“True peace is not the absence of tension; it is the presence of justice.”— Alexandria Ocasio-Cortez (@AOC) July 31, 2019
Thankful for the wide, intergenerational coalition of communities coming together - Israeli & Palestinian, Jewish & Muslim, American & around the world - seeking to advance that peace and justice. https://t.co/xs9hPp0Jv3
I've noted the false use of the word "justice" before. When anti-Israel activists use the word, they don't mean real justice. They mean that Palestinians get to be the judge and jury, and only they can decide when justice is served - meaning that things won't be solved until Israel is replaced with another Arab state.
In any dispute, there are two sides, each of which has its own ideas of what justice would mean. When the Left uses the word against Israel, they aren't interested in what Israelis feel is just. They don't want to allow Jews to freely live in and visit their holy cities of Hebron and Bethlehem and Shechem (Nablus) and Jericho. They don't want Jewish claims against Arab countries that ethnically cleansed them to be part of the conversation. They don't want Jews to have their own state equal to other states of the world. Although all of those things are just, they do not fall under the false definition of "justice" used by anti-Israel activists.
By misusing the word, they are brainwashing casual observers. Who doesn't support justice? Who could be against it? No one - unless the "justice" being mentioned is inherently unjust.
Judaism has long noted the tension between peace and justice. Justice is unforgiving. One side wins, the other side loses. If God ruled the world with justice untempered with mercy, there would be no world.
Real peace means that both sides compromise. Both sides recognize the humanity of their opponents and are willing to give things up in the greater interests of peace.
Compromise is not compatible with justice in the strict sense of the word. Neither side believes that true justice has been served. Israel has always held that peace is more important than strict justice, which is why it has given up so much for peace.
But peace is not more important than "justice" to the anti-Israel crowd and to most Palestinians.
The anti-Israel activists no longer even pretend they want a two state solution any more- to them, Israel is inherently unjust and therefore illegitimate. That's what many of them mean when they say "justice." (J-Street has a different definition of justice, but, again, who is the judge? The UN? The ICJ? Or the Palestinians who greet every concession as a reason to demand more?)
The Palestinian leaders have bragged on many occasions about how they have not changed their positions since 1988 - no budging throughout Oslo, through Camp David, through Taba, through the peace plans of the 2000s and early 2010s. Their intransigence is all based on their warped idea of "justice", which fits in nicely with the anti-Israel crowd's misuse of the word.
Israel has proven time and time again that it yearns for peace, but not a peace that compromises Israel's security. The anti-Israel crowd is not willing to compromise to keep Israelis secure and at peace. The separation barrier, checkpoints, Iron Dome - literally everything Israel does to keep its citizens safe are denounced by the people who claim to want "peace."
But if you ask them how Israel can get justice for the thousands killed in terror attacks, they will change the subject.

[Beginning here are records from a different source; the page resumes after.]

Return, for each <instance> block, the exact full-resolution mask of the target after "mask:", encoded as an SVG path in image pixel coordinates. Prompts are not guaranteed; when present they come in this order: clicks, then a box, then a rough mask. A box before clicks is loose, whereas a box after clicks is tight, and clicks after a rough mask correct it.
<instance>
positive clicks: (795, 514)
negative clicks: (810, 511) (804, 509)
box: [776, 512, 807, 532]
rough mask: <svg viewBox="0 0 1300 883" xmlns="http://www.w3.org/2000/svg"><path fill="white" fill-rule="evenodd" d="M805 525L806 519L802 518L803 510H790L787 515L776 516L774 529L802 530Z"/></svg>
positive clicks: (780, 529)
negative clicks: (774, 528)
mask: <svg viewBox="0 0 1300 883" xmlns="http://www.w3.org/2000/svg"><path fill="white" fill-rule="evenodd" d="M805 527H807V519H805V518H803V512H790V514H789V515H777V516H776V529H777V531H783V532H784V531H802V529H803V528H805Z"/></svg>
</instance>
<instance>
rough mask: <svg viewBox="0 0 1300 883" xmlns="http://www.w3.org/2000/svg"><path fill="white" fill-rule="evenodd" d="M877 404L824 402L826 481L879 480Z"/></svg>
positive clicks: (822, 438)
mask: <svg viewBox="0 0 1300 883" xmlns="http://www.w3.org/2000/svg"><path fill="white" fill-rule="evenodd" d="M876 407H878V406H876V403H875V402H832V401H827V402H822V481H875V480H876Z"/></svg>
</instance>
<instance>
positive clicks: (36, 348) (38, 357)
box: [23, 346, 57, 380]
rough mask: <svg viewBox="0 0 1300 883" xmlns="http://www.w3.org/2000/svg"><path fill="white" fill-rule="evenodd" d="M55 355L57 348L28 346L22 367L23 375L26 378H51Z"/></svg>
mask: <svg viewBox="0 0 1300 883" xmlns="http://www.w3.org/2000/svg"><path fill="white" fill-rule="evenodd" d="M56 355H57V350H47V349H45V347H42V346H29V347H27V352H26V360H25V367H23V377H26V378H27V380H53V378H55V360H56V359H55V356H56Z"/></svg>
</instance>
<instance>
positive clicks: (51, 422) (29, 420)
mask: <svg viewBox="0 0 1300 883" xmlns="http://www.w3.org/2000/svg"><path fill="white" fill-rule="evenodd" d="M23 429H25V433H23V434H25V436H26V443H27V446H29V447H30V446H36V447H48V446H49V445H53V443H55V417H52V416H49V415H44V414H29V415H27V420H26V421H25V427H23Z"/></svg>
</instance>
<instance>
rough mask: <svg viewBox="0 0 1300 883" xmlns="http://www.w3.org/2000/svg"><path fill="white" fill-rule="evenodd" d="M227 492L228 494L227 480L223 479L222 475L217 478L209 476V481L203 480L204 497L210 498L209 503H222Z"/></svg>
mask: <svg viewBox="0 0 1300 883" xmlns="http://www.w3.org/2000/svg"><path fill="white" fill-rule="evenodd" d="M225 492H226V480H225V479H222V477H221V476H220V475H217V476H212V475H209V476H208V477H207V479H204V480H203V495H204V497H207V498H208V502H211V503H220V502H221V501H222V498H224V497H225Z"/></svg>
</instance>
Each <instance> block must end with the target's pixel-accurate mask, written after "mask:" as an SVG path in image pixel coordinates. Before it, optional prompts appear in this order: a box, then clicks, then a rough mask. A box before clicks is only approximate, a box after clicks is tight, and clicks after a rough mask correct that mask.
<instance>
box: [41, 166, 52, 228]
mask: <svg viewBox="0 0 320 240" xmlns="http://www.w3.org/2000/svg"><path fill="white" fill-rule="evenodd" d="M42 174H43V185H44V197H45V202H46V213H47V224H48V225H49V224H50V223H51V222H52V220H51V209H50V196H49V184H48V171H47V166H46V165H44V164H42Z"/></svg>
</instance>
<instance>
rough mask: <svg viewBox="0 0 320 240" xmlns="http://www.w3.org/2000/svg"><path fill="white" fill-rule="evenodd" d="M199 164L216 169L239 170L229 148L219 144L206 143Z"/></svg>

Their "justice" is not justice at all, but a dogwhistle.
At least they haven't hijacked the word "peace" yet. But they are trying.
While we are on the subject of justice, many of the Jewish anti-Israel activists love to quote the Torah, Deuteronomy 16:20, where it says, "Justice, justice you shall pursue."
Actually, the word "tzedek" is probably more properly translated as "righteousness." The proper Hebrew words for strict justice would be "mishpat" and "din." Rabbi Jonathan Sacks says:
Tzedek/tzedakah is almost impossible to translate, because of its many shadings of meaning: justice, charity, righteousness, integrity, equity, fairness and innocence. It certainly means more than strictly legal justice, for which the Bible uses words like mishpat and din.
The anti-Israel crowd ignores the real meaning of "tzedek," and they ignore that it is used in this verse in the context of appointing judges of high moral character.
But they especially ignore the rest of the verse: "so that you may thrive and occupy the land that the Lord your God has given you."
This verse is as Zionist as any in the Torah, and the anti-Israel crowd hijacking that verse is ironic but expected. To them, the Torah itself must be weaponized against Israel just as the word "justice" must be.